The production is mostly in French, but includes some English, and requires a lot of attention and being able to use your imagination to understand what the actors are doing. The story starts with a happy and healthy mother-daughter relationship full of laughs and good times. The young girl had a sense of home; she felt safe with her mother and they enjoyed doing the chores together. However; after their house was burned down, they are forced to leave their town.
When they ended up moving to the city, things were not so good anymore. The daughter and mother try to start over. The mother sends the young girl to school where she needs to learn to speak English in order to communicate. She desperately and continuously writes to her older sister Ernestine; however, when she gives the letters to her mother, she puts them away and does not send them.
The young girl becomes a woman and finds the letters to Ernestine that she thought were sent months and years ago. She becomes desperately confused, upset and resentful of her mother. Eventually, her mother buys her a new pair of shoes and they become the friends they once were.
“Every Year, Every Day, I Am Walking,” was created for the African Festival of Youth and Children’s Theatre in Yaoundé, Cameroon in 2006. It has also been performed in Cape Town, Johannesburg, Grahamstown, Aardklop, London, Argentina, India and Brazil. There are two actresses in the production, Jennie Reznek and Faniswa Yisa, who both won the award for Best Actress at the 2009 Aardklop Festival for their performance in this production. The production was also nominated for Best Foreign Production of 2009 in the Argentinean Theatre Awards.
After the production, there was a question and answer session facilitated by English professor Stephen Clingman with both of the actresses, Jennie Reznek and Faniswa Yisa, the director Mark Fleishman and the music composer and performer Neo Muyanga. Through this Q & A session the audience found out that the production developed over three weeks. The reason why French is the main language for the production is to make the audience feel the sense of not understanding the language that refugees around the world often face, and also because refugees in the continent of Africa often come from French speaking countries. South Africa has 11 official languages.
The props, body language, tone of voice, and the pieces in the English language still made the audience able to feel engaged despite the language barrier. Both actresses state that they have done this performance in various countries where the language was neither English nor French, and that body language is the major thing.
Professor Stephen Clingman also talks about how if there was to be a study of the audience and its perception, everybody is not at the same stage and some people may not know what is going on at a particular time in the play. “What is the understanding of the concept?” professor Clingman asks. “You teach a basic concept to a student for four years, and it is still misunderstood.”

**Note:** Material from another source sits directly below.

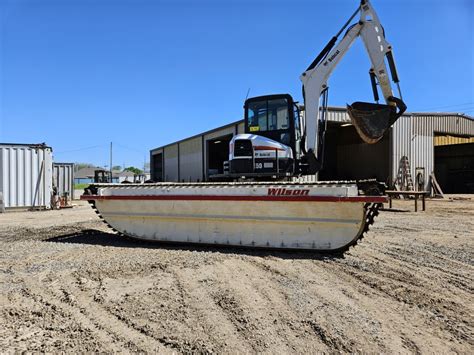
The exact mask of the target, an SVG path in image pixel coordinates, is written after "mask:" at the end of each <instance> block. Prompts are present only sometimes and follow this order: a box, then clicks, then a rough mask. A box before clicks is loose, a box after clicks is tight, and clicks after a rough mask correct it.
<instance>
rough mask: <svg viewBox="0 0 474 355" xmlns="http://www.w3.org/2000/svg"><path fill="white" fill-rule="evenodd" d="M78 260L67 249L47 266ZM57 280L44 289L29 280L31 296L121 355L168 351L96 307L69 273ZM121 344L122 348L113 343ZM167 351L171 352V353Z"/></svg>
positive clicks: (103, 308) (57, 277)
mask: <svg viewBox="0 0 474 355" xmlns="http://www.w3.org/2000/svg"><path fill="white" fill-rule="evenodd" d="M76 258H77V250H76V249H75V248H74V249H72V250H64V251H63V252H62V253H60V254H56V255H54V257H52V258H48V260H47V261H46V264H47V263H49V264H51V263H52V262H54V261H55V260H58V261H61V262H62V263H66V262H67V261H68V260H75V259H76ZM29 260H34V261H35V263H39V262H41V260H38V257H35V256H34V255H30V257H29V258H27V260H26V261H27V262H28V261H29ZM53 277H54V278H55V280H61V282H52V283H50V284H49V285H47V286H46V287H45V285H44V284H42V283H41V282H38V281H35V279H34V278H29V279H28V282H27V287H28V289H29V290H30V294H31V295H33V297H36V299H39V300H41V302H42V303H44V304H51V305H53V306H54V307H55V308H57V309H61V310H62V311H63V312H65V313H67V314H70V315H71V316H73V317H74V319H75V320H77V321H78V322H79V323H80V324H81V325H83V326H84V327H85V328H86V329H89V330H91V331H92V332H93V333H94V334H96V335H97V337H98V338H99V339H100V340H101V343H102V344H107V346H110V351H113V352H118V351H122V350H123V349H125V348H130V347H132V349H134V350H135V351H147V350H148V351H149V350H152V351H160V352H163V353H164V352H166V351H167V348H166V346H164V345H163V344H162V343H161V342H159V341H157V340H156V339H153V338H152V337H149V336H148V335H147V334H146V333H145V332H143V330H141V329H135V328H134V327H133V324H130V322H127V320H126V319H120V318H119V317H117V316H115V315H113V314H111V313H109V312H107V311H106V310H105V309H104V308H102V307H99V306H97V303H96V302H94V296H93V295H92V296H91V295H88V294H87V293H85V292H83V291H82V290H80V289H79V288H78V287H75V286H74V284H75V283H76V282H77V280H75V279H73V278H72V277H71V276H69V275H68V274H66V273H61V274H54V276H53ZM115 342H118V343H119V345H115V344H114V343H115ZM168 352H170V351H169V350H168Z"/></svg>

The background music throughout the production was composed for the play. The significance of the elephants throughout the play is that as a result of colonialism, the lives of animals were disrupted, and when the fences eventually came down elephants were still able to find routes from before. The main reason for the creation of the play is to tell the stories from the inside, of refugees living in Cape Town.
The Magnet Theatre was also able to produce educational booklets for children than explain the story of refugees in a way that children can understand. “What does it mean to be part of Africa?” Jennie asks. The shoes also represent the long journey of refugees often by foot and by bus.
The props and set design for the production were small. A few small props such as a cardboard house, the sand, and the steel for the city buildings. The director mentions that the migrant moves with little, so a few props melded with this idea of constantly packing and moving. This production captures the sense of a home, of departing on a journey and the final arrival.